Friday’s court hearing on the United Federation of Teachers lawsuit to block the co-location of two Success Academy charters was packed — thanks to parents outraged that their kids’ interests weren’t being represented.
That’s because Manhattan Supreme Court Justice Lyle Frank refuses to let Success have any voice in the case, even though the UFT’s goal is to prevent its use of space in a Far Rockaway middle school and the Sheepshead Bay HS campus.
The UFT claims the Department of Education’s building-use analysis overlooked the impact of the new law requiring smaller class sizes.
Bull: Class sizes in the schools now operating at these sites at the two schools are already under the new cap, and their overall enrollments have been falling.
That’s why there’s plenty of room now, and will be for the foreseeable future.
And since the class-size law kicks in gradually, while each Success school will only expand slowly by adding new grades, there’s ample time to adjust if long-term trends suddenly reverse.
At the very best, the UFT might have some technical claim that some form wasn’t filled out properly.

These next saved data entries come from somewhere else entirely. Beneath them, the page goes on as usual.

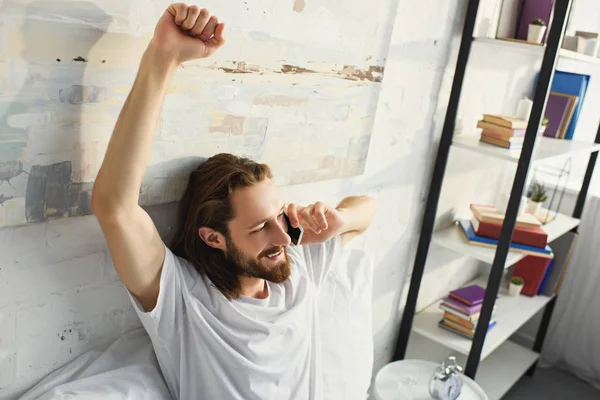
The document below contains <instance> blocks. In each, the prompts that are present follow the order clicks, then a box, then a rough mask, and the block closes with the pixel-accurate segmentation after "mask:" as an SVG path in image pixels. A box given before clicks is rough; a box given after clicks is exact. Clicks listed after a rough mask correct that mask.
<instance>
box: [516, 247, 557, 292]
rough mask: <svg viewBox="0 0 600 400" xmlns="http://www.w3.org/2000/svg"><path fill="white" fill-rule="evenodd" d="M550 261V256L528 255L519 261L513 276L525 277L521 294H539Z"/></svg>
mask: <svg viewBox="0 0 600 400" xmlns="http://www.w3.org/2000/svg"><path fill="white" fill-rule="evenodd" d="M549 263H550V260H549V259H548V258H543V257H536V256H527V257H525V258H523V259H522V260H520V261H519V262H517V265H515V270H514V271H513V276H518V277H521V278H523V281H524V284H523V290H521V294H524V295H527V296H531V297H533V296H535V295H537V292H538V289H539V288H540V284H541V283H542V279H543V278H544V274H545V273H546V269H547V268H548V264H549Z"/></svg>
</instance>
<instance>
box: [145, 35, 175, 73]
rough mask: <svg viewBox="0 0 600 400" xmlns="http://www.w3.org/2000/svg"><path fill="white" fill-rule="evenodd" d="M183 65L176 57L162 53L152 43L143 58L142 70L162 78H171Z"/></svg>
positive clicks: (145, 53)
mask: <svg viewBox="0 0 600 400" xmlns="http://www.w3.org/2000/svg"><path fill="white" fill-rule="evenodd" d="M180 65H181V63H180V62H179V61H178V60H177V59H175V58H174V57H172V56H170V55H169V54H166V53H165V52H163V51H160V50H159V49H157V48H156V46H155V45H154V42H150V44H149V45H148V47H147V48H146V51H145V52H144V55H143V56H142V62H141V68H143V69H145V70H147V71H150V72H151V73H152V74H156V75H158V76H160V77H162V78H171V77H172V76H173V75H174V74H175V72H176V71H177V68H179V66H180Z"/></svg>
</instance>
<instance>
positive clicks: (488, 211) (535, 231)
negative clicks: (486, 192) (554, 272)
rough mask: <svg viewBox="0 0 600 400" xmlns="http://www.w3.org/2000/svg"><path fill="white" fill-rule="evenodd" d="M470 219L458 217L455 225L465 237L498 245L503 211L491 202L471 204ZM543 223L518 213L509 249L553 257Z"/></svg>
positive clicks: (486, 242) (480, 244) (526, 215)
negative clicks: (471, 217)
mask: <svg viewBox="0 0 600 400" xmlns="http://www.w3.org/2000/svg"><path fill="white" fill-rule="evenodd" d="M471 212H472V213H473V217H472V218H471V220H466V219H465V220H459V221H458V226H459V229H460V232H461V233H462V236H463V237H464V239H465V240H466V241H467V242H468V243H469V244H472V245H475V246H482V247H489V248H495V247H496V246H497V245H498V239H499V238H500V231H501V230H502V223H503V222H504V215H503V214H501V213H499V212H498V211H497V210H496V207H493V206H484V205H478V204H471ZM541 225H542V223H541V222H540V221H539V220H538V219H537V218H536V217H534V216H533V215H532V214H529V213H524V214H522V215H519V216H518V217H517V222H516V224H515V230H514V231H513V237H512V242H511V244H510V250H511V251H516V252H519V253H523V254H527V255H532V256H538V257H542V258H553V257H554V254H553V253H552V249H551V248H550V246H548V234H547V233H546V232H545V231H544V230H543V229H542V227H541Z"/></svg>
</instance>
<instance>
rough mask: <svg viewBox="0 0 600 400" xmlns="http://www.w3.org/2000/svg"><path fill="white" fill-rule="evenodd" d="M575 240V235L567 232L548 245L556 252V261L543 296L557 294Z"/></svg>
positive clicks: (563, 275)
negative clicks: (544, 295)
mask: <svg viewBox="0 0 600 400" xmlns="http://www.w3.org/2000/svg"><path fill="white" fill-rule="evenodd" d="M577 238H578V234H577V233H574V232H567V233H565V234H564V235H562V236H560V237H558V238H557V239H555V240H554V241H552V243H550V244H551V245H552V248H553V249H554V250H555V252H556V260H555V261H554V265H553V266H552V271H550V273H549V276H548V279H547V282H546V284H545V287H544V289H543V292H542V293H543V294H544V295H546V296H552V295H553V294H556V293H558V292H559V290H560V285H561V283H562V280H563V278H564V275H565V273H566V271H567V268H568V266H569V262H570V260H571V256H572V254H573V249H574V248H575V245H576V243H577Z"/></svg>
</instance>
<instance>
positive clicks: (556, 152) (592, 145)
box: [452, 136, 600, 163]
mask: <svg viewBox="0 0 600 400" xmlns="http://www.w3.org/2000/svg"><path fill="white" fill-rule="evenodd" d="M452 145H453V146H454V147H457V148H461V149H465V150H468V151H472V152H475V153H478V154H485V155H487V156H490V157H494V158H497V159H500V160H505V161H510V162H514V163H516V162H518V161H519V155H520V154H521V150H520V149H519V150H508V149H503V148H502V147H498V146H494V145H491V144H487V143H483V142H481V141H479V137H478V136H458V137H455V138H454V140H453V141H452ZM598 150H600V144H598V143H588V142H580V141H576V140H564V139H552V138H548V137H544V136H540V137H538V138H537V141H536V145H535V147H534V150H533V155H532V159H531V162H532V163H536V162H541V161H549V160H551V159H553V158H560V157H567V156H573V155H575V154H585V153H591V152H593V151H598Z"/></svg>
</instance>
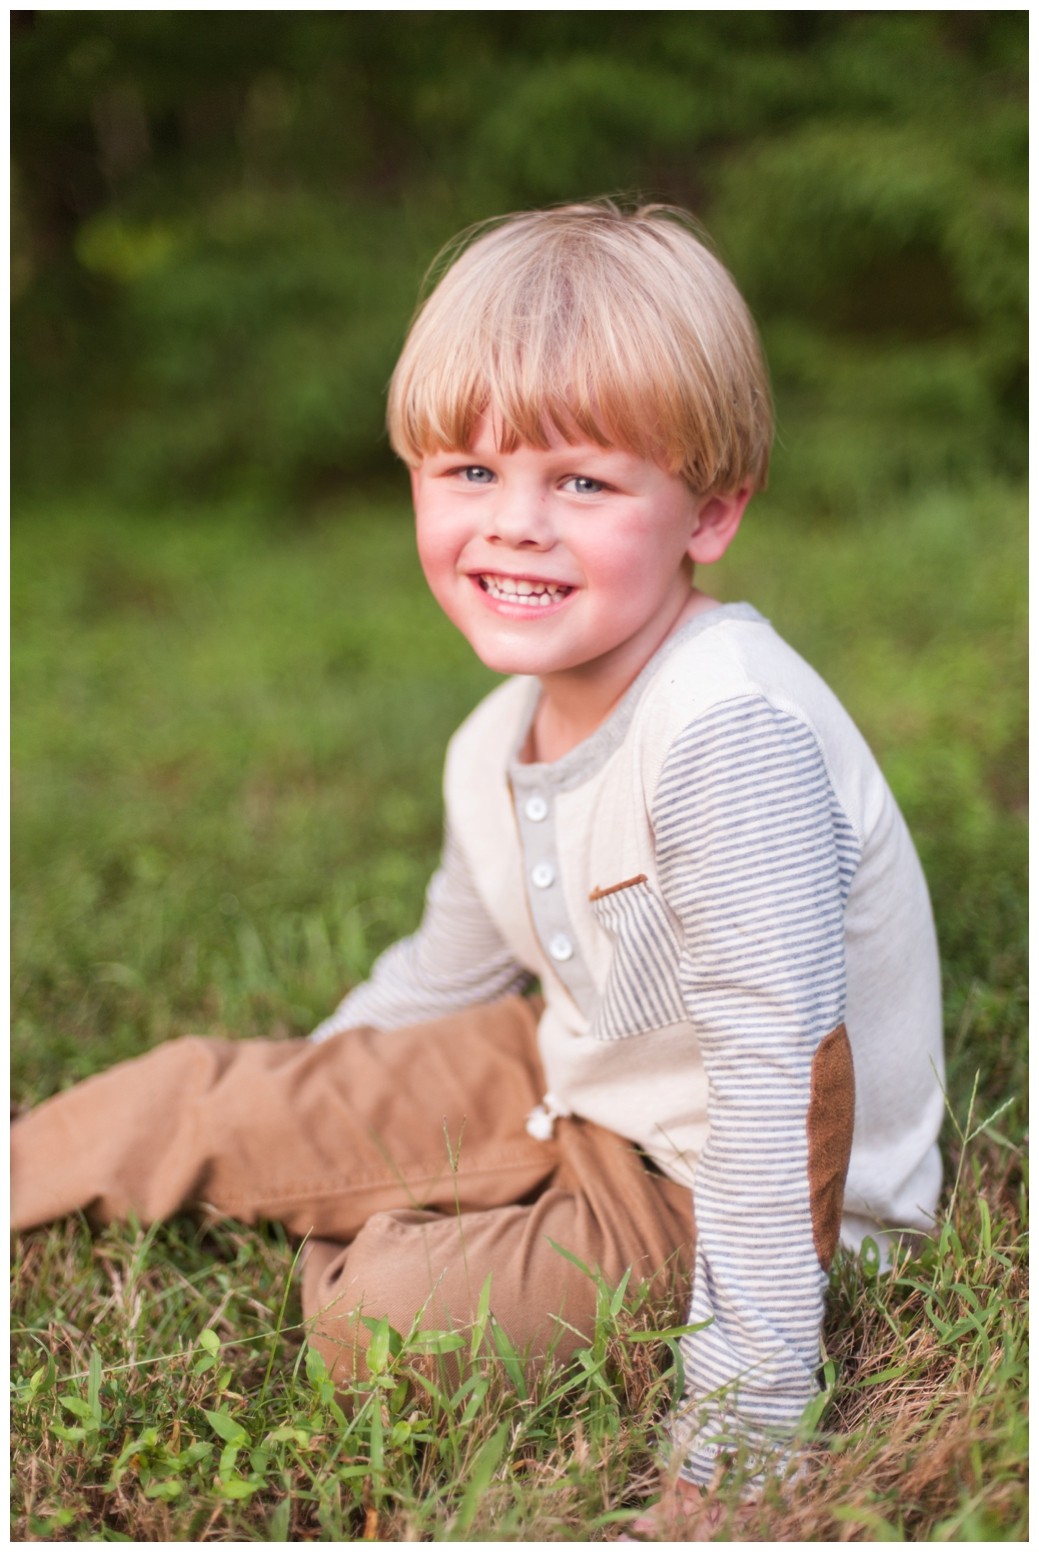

More likely, this is just one more nonsense suit in the union’s decades-long “lawfare” on Success (and other succesful charters, too).
SA has beaten over a dozen such suits in the past, which is probably why the union got the judge to prevent the charter network from presenting its case as a party to the suit — even though it’s plainly the real target.
The city Department of Education, meanwhile, manages to lose to the UFT all too often.
Mayor Eric Adams and Chancellor David Banks worked though the legally-mandated process to get these co-locations approved, respecting the needs of all students and families, SA and DOE alike.
Heck, the UFT’s needs aren’t even threatened here, only its wishes: It wants to crush every charter it can.
It doesn’t care that SA has a decade-long track record of providing excellent educations to its scholars — overwhelmingly black and Latino kids from low-income families.
Actually, the UFT resents that record, because it shows what’s possible for a well-run public school to acheive.
That’s right: Charters are public schools; any NYC family can enter the lottery for entry into any NYC charter.
But these public schools operate outside the UFT’s power, and the main DOE bureaucracy (which is all too vulnerable to UFT influence).
That’s key to their success.
The one thing the lawsuit is achieving for sure is to leave Success parents of kids destined for the newly co-located schools fearing that their children won’t have a place to go if the case prospers.
With Judge Frank not expected to issue a decision until the fall, they’ll be on edge all summer.
“It’s outrageous, ridiculous. The UFT is working against the parents and the students,” said Chanee Mitchell, whose daughter, Monay Bradley, is a fifth grader at the Success Academy Far Rockaway MS.
It is indeed, but then again the UFT works against the interests of parents and students all the time.
And as the schools it largely runs continue to fail for their students, while charter kids prosper, expect the bullying to grow ever more outrageous — and more naked.